Bakara Sûresi’nin: “Şu günden sakının ki, o gün Allah’a dön­dürü­leceksiniz, sonra herkese kazandığı tastamam verilecek ve onlara hak­sızlık edilmeyecektir.” meâlindeki: 254’n-cü âyetinde, âhiret mahke­me­sin­de fidyenin ve şefâ‘atin olmadığı, hiç kimsenin fidye veya iltimas yoluyla canını kurtaramayacağı vurgulanmaktadır. Bu âyette de şefâ‘at olmadığı vurgulanmaktadır.

İlâhî Mahkeme esnasında hiç kimse suçluya arka çıkamaz ve buna cesaret edemez. Bir suçluyu affettirmeğe çalışmak da kimsenin haddi değildir. O esnâda peygamberler şefâat değil, tanıklık yapacaklardır.

Özetle: Şefâat vardır. Sadece Allah’ın izin verdiği, doğru sözlü Hak dostlarına şefâat yetkisi verilir. Bunlar da ancak Allah’ın râzı olduğu kullara şefâat edebilirler. Şefâat, İlâhî mahkeme esnasında herhangi bir suçluyu suçundan kurtarmak için yapılmaz. Çünkü mahkemeye çekilen kul, Allah’ın râzı olmadığı günâhkâr kuldur. “Allah’ın râzı olmadığına kimse şefâat edemez” (Necm: 26)

Şefâat, ancak İlâhî Mahkemede berâet eden, yahut hiç muhakeme edilmeden cennete giren, Allah’ın râzı olduğu kullara yapılacaktır.
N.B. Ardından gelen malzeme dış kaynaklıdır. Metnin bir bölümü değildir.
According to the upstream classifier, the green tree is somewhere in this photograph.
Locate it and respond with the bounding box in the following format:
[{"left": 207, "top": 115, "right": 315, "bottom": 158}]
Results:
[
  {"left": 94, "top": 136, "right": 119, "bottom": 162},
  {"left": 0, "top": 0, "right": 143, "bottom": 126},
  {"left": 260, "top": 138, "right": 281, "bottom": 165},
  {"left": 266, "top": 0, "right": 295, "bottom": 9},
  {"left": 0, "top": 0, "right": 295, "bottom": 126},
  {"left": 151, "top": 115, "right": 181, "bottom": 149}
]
Bun­lara yapılan şefâat, peygamberlerin ve Allah dostlarının, onları yalnız bırakmayıp onlara arkadaş olması şeklindedir. Zaten şefaatin asıl anlamı da budur. Cennet yurdunda böyle ulu kişilerle beraber olmak, ne büyük bahtiyarlıktır!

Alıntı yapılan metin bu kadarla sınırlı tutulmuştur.